When you start to learn business valuation, you start to hear a range of different ‘values’ that a business can have. Book value, market value, equity value, enterprise value. Which one should we use? Which one should I pay attention to?
That’s what I am going to try to explain in this blog post. I’ll start with some textbook definitions, so that you can reference them later.
Enterprise Value: The value of the business’ operations
Equity Value: The value of the business’ assets, net of liabilities
Note: When talking about equity value, book value mean as it is shown in the financial statements or ‘books’ while market value refers to the value of the business’ stock. Obviously, for a private business with no stock, market value is irrelevant.

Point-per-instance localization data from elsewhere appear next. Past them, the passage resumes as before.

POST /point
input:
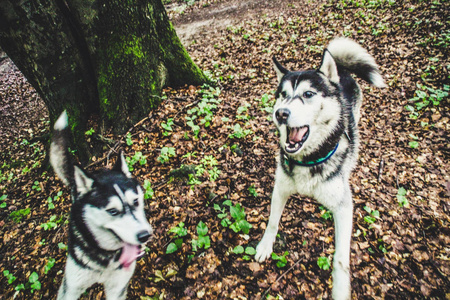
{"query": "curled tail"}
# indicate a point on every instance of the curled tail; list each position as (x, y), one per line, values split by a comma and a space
(59, 151)
(351, 56)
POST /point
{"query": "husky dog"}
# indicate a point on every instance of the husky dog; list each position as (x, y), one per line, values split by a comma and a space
(107, 225)
(316, 113)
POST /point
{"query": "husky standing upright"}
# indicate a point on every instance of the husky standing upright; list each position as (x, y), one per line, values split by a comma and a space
(316, 113)
(107, 225)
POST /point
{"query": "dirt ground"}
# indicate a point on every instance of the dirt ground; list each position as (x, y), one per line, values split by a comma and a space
(401, 237)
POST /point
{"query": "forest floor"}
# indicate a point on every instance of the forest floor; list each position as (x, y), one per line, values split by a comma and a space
(401, 238)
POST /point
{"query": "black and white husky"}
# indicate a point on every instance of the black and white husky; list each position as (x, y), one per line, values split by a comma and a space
(317, 113)
(107, 225)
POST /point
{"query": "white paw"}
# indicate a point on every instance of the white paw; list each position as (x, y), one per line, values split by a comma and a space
(341, 283)
(263, 250)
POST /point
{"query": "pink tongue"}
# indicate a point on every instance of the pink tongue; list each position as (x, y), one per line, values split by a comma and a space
(296, 134)
(129, 254)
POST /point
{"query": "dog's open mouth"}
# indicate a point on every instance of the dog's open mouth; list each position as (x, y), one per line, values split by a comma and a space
(296, 136)
(129, 254)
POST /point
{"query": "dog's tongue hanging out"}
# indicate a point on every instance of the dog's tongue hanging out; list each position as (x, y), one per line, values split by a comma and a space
(129, 254)
(296, 134)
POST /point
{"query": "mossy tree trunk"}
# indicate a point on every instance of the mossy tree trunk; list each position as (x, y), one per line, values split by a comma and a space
(109, 58)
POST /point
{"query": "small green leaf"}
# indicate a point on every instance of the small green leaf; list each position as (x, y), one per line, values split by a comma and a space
(238, 249)
(171, 248)
(413, 144)
(323, 262)
(202, 229)
(250, 251)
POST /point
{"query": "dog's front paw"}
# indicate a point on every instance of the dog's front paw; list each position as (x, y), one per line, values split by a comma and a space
(263, 250)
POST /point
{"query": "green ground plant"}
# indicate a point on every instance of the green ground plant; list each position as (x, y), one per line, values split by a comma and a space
(179, 232)
(203, 240)
(166, 154)
(280, 259)
(324, 262)
(138, 157)
(236, 220)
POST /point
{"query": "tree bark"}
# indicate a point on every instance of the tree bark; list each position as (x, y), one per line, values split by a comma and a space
(109, 58)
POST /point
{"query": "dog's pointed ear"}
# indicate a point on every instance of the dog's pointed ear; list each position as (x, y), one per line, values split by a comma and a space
(329, 67)
(83, 183)
(121, 165)
(279, 69)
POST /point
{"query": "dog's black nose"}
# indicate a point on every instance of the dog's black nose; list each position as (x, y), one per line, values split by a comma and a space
(282, 115)
(143, 236)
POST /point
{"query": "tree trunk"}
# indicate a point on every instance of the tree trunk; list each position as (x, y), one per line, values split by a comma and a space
(109, 58)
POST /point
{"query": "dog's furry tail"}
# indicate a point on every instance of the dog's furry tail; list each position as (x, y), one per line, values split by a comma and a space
(59, 150)
(356, 59)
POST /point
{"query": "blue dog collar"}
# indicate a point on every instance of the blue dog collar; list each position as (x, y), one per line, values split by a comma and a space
(313, 163)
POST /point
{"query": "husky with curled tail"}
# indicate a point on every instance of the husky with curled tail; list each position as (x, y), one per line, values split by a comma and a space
(107, 224)
(316, 114)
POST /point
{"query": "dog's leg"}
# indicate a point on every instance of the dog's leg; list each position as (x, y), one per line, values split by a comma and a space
(76, 280)
(69, 292)
(280, 196)
(341, 205)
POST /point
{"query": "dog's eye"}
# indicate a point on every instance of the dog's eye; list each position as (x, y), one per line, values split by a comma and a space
(308, 94)
(113, 212)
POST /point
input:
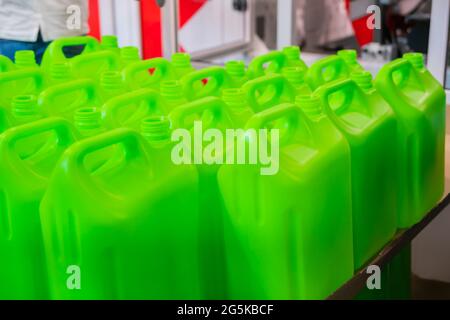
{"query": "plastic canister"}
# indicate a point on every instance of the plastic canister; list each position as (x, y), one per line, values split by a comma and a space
(28, 156)
(418, 101)
(368, 122)
(284, 231)
(129, 227)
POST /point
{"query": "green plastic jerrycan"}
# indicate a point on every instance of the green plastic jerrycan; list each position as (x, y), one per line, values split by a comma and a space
(237, 72)
(62, 100)
(93, 65)
(24, 109)
(326, 70)
(368, 122)
(88, 122)
(128, 110)
(350, 58)
(268, 91)
(148, 73)
(296, 77)
(20, 82)
(110, 43)
(293, 55)
(171, 92)
(418, 101)
(55, 51)
(6, 64)
(197, 117)
(238, 108)
(289, 234)
(25, 59)
(181, 63)
(272, 62)
(112, 85)
(129, 228)
(58, 73)
(28, 156)
(5, 121)
(129, 55)
(208, 82)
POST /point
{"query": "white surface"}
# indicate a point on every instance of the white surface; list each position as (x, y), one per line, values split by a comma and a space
(215, 26)
(285, 24)
(438, 43)
(107, 26)
(127, 23)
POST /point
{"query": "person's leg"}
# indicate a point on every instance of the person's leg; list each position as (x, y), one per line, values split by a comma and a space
(39, 48)
(9, 47)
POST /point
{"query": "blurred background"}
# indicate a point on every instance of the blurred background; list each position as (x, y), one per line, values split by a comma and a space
(214, 31)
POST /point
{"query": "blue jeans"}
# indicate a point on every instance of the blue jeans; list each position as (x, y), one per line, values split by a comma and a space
(9, 47)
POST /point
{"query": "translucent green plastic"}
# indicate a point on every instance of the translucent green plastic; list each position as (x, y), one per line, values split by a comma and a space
(296, 77)
(368, 122)
(130, 226)
(172, 94)
(112, 85)
(24, 109)
(92, 65)
(4, 120)
(214, 114)
(148, 73)
(25, 59)
(29, 154)
(272, 62)
(418, 101)
(238, 108)
(268, 91)
(236, 70)
(19, 82)
(110, 43)
(326, 70)
(285, 232)
(208, 82)
(128, 110)
(350, 58)
(62, 100)
(55, 54)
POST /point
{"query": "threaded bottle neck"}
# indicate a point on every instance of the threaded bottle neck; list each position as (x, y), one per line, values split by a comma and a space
(129, 54)
(60, 72)
(362, 79)
(235, 98)
(156, 129)
(25, 59)
(294, 75)
(24, 106)
(310, 104)
(88, 120)
(181, 60)
(111, 81)
(172, 91)
(235, 68)
(292, 52)
(110, 42)
(349, 56)
(416, 59)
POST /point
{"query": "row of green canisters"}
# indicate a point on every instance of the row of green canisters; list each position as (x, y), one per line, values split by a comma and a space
(88, 181)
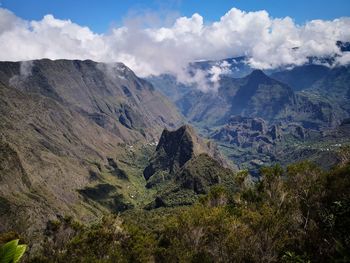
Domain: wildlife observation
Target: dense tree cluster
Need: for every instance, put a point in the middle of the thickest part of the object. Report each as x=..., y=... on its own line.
x=297, y=214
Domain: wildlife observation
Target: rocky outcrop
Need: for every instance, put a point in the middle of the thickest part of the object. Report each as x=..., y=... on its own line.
x=109, y=94
x=176, y=148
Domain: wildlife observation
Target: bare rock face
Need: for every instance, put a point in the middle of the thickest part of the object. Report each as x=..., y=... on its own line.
x=62, y=124
x=109, y=94
x=176, y=148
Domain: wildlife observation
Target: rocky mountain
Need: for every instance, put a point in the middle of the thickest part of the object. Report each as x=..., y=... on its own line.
x=73, y=138
x=109, y=94
x=184, y=166
x=302, y=77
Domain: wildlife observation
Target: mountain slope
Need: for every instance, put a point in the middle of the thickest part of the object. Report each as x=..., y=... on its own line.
x=184, y=166
x=73, y=140
x=110, y=94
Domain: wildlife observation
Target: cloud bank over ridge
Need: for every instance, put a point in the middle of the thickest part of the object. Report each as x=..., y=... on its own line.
x=268, y=42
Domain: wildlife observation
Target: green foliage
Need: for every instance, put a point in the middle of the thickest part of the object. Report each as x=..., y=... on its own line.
x=298, y=214
x=11, y=252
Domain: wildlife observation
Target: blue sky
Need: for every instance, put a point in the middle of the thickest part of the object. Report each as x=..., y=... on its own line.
x=101, y=15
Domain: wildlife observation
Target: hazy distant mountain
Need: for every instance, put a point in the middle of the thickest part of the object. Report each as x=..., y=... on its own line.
x=71, y=133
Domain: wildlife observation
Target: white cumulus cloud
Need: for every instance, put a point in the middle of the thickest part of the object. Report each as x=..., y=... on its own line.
x=267, y=42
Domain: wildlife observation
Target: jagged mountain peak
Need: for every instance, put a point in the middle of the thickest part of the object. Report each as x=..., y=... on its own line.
x=176, y=148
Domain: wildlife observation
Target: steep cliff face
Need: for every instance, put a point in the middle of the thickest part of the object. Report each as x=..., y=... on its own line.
x=67, y=129
x=109, y=94
x=176, y=148
x=183, y=167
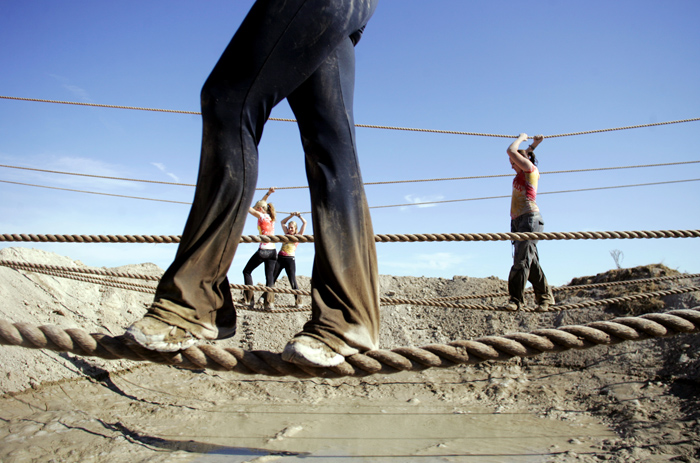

So, what is the difference between equity value and enterprise value? We can start to get an idea by looking at the following equation:
Equity Value = Enterprise Value – Net Debt
The biggest difference here, is debt. Remember our definition for enterprise value is the value of the business’ operations. If a business is entirely funded by debt, then it won’t operate without it, and the value of the operations must be zero. However, I prefer a different way of calculating enterprise value, as it shows us better how it actually works. I like using the following formula:
Enterprise Value = Operating Assets – Operating Liabilities
So, to use this formula we need to define what our operating assets and liabilities are. This can be tricky, as it depends on the business and what the business does, but in general the operating assets and liabilites are those that are actively used in creating revenue. As a rule of thumb, anything that would show up related to the ‘cash from operations’ on the Cash Flow Statement, could be considered an operating asset. The big caveat, is that we don’t include cash. Things like inventory, accounts payable and PP&E should be included.
So, our enterprise value shows the value of the assets that make us money, less any liabilities that are involved in making us money. However, this also leaves the leverage of the business in our value. We can see how big the business is using enterprise value. Let’s consider the following example of a business.
Enterprise Value: $900m
Our Net Debt here, would therefore be $450m. If we use our formula for Equity Value above, we get the following:
Equity Value = $900m – $450m = $450m
So, if we just took the market capitalisation on this business, which has a debt to equity ratio of 1.1, we would see a business that is half the size of what it’s operations can actually achieve.
As a side note, this can show that debt is not the most evil thing in the world, as it allows the business to grow by using a more secured form of funding.
So, which one should we use when valuing a business or it’s stock? Theoretically, the value of a business’ stock should be the value of it’s equity. However, a disconnect appears when you think about buying the stock of the business as buying an ownership stake.
Take this example. Company A has $500k equity and $500k net debt (EV of $1mil). Company B wants to buy Company A. How much should they pay? If they buy all of the stock, and own the company, they will be responsible for the debt. The $500k debt that Company A had on its balance sheet will need to be refinanced. So, a part of the purchase price will have to be this debt.
This shows you the disconnect. To buy the stock, if it is trading at par, you would pay $500k. However, if you did this you would automatically on the hook for double that. Now, to be more realistic, we have to look what the stock is actually trading at. Let’s assume it is trading at $600k. Now, the total purchase price will be $1.1m. However, when buying a company, you must almost always pay a premium. This premium accounts for synergies that might be created by the merger. So, let’s say you actually pay $750k for the stock. Now your purchase price is up to $1.25m.
So this creates a disconnect between the stock price and the price of the company. Even taking out any premium that might be paid, there has to be some consideration of the leverage of the business in the stock price. So and understanding of both what the equity value represents and what the enterprise value represent, and how they fit together, is important for understanding how a stock is priced.